In the fall of 1941, just 30 days after Queen’s celebrated its centennial anniversary, a new student set foot on campus for the first time. It was the beginning of a relationship that is now entering its ninth decade.
Alfred Bader, BSc'45, BA'46, MSc'47, LLD'86: An unlikely benefactor
When Alfred Bader, arrived on campus on Nov. 15, 1941, no one could have imagined that he would go on to become the university’s most prolific benefactor.
In fact, Bader was anything but a typical Queen’s student. On his own after losing family in the Holocaust, the Vienna native was less than a year removed from a bat-infested internment camp in Fort Lennox, Quebec, reserved for “enemy aliens,” the result of a misunderstanding that turned a 16-year-old refugee into a prisoner of war.

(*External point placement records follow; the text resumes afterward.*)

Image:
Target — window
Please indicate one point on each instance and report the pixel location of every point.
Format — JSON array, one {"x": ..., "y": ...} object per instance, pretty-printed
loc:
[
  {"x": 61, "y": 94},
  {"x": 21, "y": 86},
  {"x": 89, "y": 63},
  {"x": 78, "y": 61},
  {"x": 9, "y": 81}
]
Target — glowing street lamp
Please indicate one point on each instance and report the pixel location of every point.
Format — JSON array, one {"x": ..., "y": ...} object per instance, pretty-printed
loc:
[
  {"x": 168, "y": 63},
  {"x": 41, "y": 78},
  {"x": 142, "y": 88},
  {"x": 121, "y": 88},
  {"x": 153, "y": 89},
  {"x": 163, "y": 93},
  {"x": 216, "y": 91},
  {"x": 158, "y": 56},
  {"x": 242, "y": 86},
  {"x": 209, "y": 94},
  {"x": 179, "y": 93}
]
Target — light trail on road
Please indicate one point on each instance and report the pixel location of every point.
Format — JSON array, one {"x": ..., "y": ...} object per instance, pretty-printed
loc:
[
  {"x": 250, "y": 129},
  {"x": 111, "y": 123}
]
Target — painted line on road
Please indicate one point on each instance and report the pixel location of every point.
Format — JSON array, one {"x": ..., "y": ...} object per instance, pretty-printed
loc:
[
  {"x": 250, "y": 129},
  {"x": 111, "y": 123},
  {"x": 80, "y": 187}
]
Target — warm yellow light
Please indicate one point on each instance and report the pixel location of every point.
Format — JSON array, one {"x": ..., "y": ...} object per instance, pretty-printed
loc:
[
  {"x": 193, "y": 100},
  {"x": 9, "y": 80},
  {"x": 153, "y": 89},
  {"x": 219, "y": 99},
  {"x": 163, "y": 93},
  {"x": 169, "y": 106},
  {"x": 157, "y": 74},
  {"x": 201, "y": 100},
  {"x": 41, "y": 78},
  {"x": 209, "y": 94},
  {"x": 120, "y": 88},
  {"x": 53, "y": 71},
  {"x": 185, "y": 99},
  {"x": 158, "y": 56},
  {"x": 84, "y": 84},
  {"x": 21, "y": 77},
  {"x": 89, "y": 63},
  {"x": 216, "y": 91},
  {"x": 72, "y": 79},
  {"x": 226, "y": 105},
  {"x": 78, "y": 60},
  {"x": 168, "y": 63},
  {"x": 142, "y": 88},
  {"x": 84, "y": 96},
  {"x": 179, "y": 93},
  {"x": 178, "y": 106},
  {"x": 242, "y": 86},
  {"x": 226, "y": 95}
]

Martin Wolff, a German-Jewish journalist and historian living in Montreal, secured Alfred’s release from the camp, welcomed him into his family, and encouraged him to continue his education. When McGill and the University of Toronto turned down Alfred’s applications, he applied to Queen’s and was accepted immediately, despite the fact that the fall term had been underway for two months.
“Many of the professors and Registrar Jean Royce…treated me wonderfully – as an individual, not as POW #156,” he said. "This kindness brought me out of my shell."
Once he was out of his shell, Alfred flourished at Queen’s, making friends and winning awards for his research. He even won a public speaking scholarship for his performance with the Debating Society, which he joined as a joke, thinking his thick European accent would make him an ineffective debater.
Alfred would spend six years on campus in total, earning bachelor’s degrees in chemistry and history, and a Master’s in chemistry.
From Queen’s, Alfred moved on to Harvard to earn a doctorate in chemistry, and then to Milwaukee, where he worked as a research chemist at the Pittsburgh Plate Glass Co.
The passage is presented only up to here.